On February 13, 2026 (Beijing Time), Jun Li's research team from the Center for Transformative Molecular Frontier Sciences at Shanghai Jiao Tong University published a groundbreaking paper in the prestigious journal Science. For the first time, they reported the development of a stable system for ammonia electrosynthesis under continuous-flow conditions at room temperature and atmospheric pressure. This system achieved an impressive current density of 100 mA cm^-2 and an energy efficiency of 21%, marking a significant technological leap in large-scale green ammonia production. By circumventing the reliance on high temperatures, high pressures, and fossil fuels—hallmarks of the traditional Haber-Bosch process—this innovation substantially reduces carbon emissions.

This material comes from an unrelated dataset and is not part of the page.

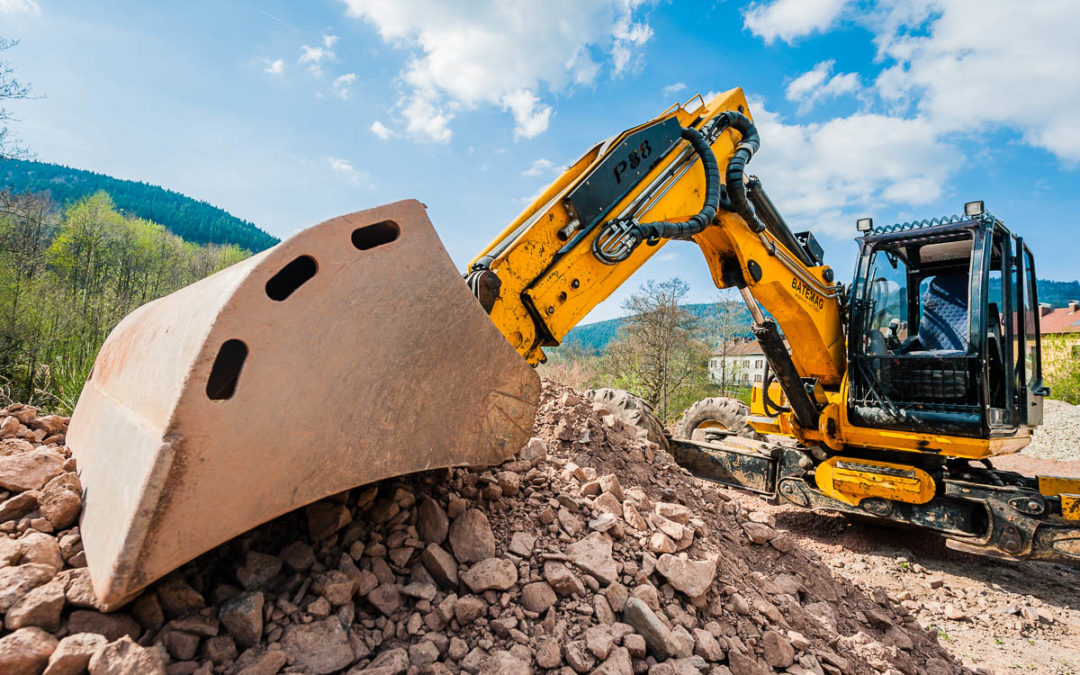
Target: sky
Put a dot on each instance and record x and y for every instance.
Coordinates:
(286, 113)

The research team achieved a remarkable enhancement in lithium-ion flux, boosting it by two orders of magnitude, through an ingenious design of a functionally stratified hybrid solid electrolyte interface (SEI) structure. This innovation not only maintained the stability of the reaction interface but also significantly improved the current-to-ammonia conversion efficiency. Under ambient conditions, the system demonstrated a Faradaic efficiency of 98% and an energy efficiency of 21%, with a remarkable operational stability of 50 continuous hours. These achievements lay a solid theoretical and experimental foundation for distributed ammonia synthesis technology driven by renewable energy sources.

Furthermore, the ion transport regulation mechanism unveiled in this study offers valuable insights for the development of advanced energy devices, including metal-air batteries and solid-state electrolyte batteries.